Ana içeriğe atla

Gölgede açan çiçekler # 24 #

 RUHUMDA Kİ ÇOCUĞUN RUH HALİ 

Büyük teyzem yemeklerle ilgileniyor bende anneannemle.Aysel yengem geleni gideni ağırlıyor.
Anneannem ağır  hasta olunca  duyan akrabaların hepsi geliyor. 

 Gündüzleri anneannemi,  burnundaki hortuma şırıngayla besledikten sonra  köşede ki kahve rengi koltuğa oturup geçmişi ,anneannemi  ve yaşamı düşünüyorum.

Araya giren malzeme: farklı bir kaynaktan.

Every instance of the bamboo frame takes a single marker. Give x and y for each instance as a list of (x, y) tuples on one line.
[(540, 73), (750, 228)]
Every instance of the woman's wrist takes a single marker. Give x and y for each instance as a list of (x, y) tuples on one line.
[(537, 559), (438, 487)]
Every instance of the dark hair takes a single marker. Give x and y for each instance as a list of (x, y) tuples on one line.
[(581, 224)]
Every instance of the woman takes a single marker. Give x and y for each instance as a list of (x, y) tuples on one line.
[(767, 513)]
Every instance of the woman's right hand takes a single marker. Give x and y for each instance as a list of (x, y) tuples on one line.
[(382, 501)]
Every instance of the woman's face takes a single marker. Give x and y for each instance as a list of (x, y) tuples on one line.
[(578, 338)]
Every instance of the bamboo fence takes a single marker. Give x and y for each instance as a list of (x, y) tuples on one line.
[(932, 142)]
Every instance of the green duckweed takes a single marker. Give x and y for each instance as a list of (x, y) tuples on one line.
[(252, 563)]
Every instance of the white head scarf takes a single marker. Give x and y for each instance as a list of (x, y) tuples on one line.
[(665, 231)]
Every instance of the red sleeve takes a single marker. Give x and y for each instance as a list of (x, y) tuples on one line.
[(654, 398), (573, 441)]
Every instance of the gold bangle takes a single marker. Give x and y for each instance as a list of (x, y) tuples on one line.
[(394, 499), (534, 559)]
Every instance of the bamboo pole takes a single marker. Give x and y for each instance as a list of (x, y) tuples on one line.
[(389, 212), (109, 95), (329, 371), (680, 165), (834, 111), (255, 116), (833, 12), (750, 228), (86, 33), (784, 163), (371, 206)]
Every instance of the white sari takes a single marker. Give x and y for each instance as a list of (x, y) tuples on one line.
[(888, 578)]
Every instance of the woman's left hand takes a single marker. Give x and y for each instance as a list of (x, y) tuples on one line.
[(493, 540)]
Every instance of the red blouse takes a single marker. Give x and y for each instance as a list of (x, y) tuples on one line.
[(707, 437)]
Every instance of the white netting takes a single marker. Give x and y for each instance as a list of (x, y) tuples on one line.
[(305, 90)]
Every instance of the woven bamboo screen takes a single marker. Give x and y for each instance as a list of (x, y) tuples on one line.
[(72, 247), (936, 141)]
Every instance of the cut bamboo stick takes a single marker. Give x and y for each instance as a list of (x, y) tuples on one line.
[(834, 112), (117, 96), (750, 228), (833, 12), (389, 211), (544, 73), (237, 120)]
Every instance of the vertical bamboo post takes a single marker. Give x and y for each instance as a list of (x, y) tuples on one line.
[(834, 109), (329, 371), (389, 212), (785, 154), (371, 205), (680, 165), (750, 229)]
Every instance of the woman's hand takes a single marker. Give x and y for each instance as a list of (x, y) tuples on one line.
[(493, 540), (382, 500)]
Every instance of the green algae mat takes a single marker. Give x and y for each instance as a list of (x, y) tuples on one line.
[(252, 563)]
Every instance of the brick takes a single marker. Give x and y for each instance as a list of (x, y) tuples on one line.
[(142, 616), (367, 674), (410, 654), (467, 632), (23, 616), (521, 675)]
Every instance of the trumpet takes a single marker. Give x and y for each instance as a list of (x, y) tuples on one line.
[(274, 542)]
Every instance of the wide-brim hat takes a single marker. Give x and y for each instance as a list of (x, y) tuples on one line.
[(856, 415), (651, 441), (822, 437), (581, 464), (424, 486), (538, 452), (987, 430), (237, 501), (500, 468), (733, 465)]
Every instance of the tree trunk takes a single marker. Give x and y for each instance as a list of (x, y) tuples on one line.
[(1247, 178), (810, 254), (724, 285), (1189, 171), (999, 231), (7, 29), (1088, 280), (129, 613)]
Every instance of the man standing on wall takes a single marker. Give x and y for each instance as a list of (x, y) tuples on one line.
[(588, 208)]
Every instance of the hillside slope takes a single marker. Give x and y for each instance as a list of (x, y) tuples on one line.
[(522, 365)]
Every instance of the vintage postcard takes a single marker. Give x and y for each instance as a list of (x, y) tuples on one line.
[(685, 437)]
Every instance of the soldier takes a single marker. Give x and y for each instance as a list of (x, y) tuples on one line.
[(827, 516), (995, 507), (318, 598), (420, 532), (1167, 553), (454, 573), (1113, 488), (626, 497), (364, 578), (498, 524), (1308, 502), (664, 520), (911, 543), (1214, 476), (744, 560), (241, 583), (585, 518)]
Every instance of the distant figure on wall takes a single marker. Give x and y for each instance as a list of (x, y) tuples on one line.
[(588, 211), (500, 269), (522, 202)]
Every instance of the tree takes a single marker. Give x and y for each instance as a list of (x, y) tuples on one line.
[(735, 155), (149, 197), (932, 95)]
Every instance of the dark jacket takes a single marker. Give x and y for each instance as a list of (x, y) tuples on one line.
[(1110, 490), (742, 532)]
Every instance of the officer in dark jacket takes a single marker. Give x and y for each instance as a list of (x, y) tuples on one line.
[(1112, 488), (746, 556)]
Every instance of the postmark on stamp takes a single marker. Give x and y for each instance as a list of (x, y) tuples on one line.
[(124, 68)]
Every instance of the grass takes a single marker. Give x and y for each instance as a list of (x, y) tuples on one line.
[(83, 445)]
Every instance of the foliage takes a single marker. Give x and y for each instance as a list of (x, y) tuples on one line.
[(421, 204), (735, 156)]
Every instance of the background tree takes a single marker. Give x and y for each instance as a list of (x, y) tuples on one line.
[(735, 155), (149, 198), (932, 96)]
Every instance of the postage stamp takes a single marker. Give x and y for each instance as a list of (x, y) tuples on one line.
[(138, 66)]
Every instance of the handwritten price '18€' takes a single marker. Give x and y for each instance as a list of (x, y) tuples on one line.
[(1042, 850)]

Dedem   memur muş,  anneannem  altı çocuğa bakabilmek için çalışmamış, fakat ev işlerine kendini o kadar çok kaptırmış ki onun için  yemek yapmak,  evi temizlemek artık takıntı haline gelmiş ev işi ve yemek yapmaktan  ne  bir düğüne ne hastaya ne cenazeye katılmaz olmuş.
O da kendine göre yaptığının çok mühim olduğunu düşünmüş, kendince haklı da.

  Anneannem sabahları el süpürgesini alıp kapı önünü süpürmeye başladığında,  komşularla ancak böyle  sohbet edermiş onun dışında pek  gelip gideni yokmuş, 


 Anneannem şu an  yatağında sessizce yatarken bunlar zihninden geçiyormu acaba... 

İnsanın  gençliğindeki kişilik ve karakter yapısı yaşlandığında içindeki gizli pıhtılar dışarı çıkıyor artık ne düşündüğünü saklayamıyor.

 Yaşlılar  çocuklara çok benziyor. Yaşlılarla çocukları birbirinden ayıran en büyük özellik, yaşlılar çocuklar kadar masum değil!

  Davranışları çocuksu olsa da halen içlerinde büyük bir insanın  mantık kırıntıları var. Yaşlılar bu günü pek hatırlamasa da geçmişi hiç unutmaz  hatta geçmişte yaşarlar.

  Gençliğinde  agresif bir insan yaşlılığında melaike olmuyor, hatta yaşlılığını kullanabiliyor, kalp kırıp sonrada ben yaşlıyım sende yaşlan da görürsün diyebiliyor.Gençliğinde mülayim olan insanlar yaşlandığında da  mülayim  oluyor ve artık  ebedi alemi kabulleniyor ötesi için ne yapabilirim bir gün gidersem arkamdan daha iyi anılmak için nasıl hayırlar işlerim diye düşünüyor.

  Diğer tür ise  eyvah! ben daha ölmemeliyim diye düşünüyor,  o da biliyor  yaptıklarının doğru olmadığını. Arkasında ne iyi bir anı nede anılacak bir hayır bırakmayacağını iyi biliyor.

Son çırpınışlarını yaparken daha fazla insan kırdığının farkına bile varmıyor.

Ruhumuzdaki çocuğun ruh hali hiç bir zaman değişmiyor,yedisinde ne ise yetmişinde de o oluyor.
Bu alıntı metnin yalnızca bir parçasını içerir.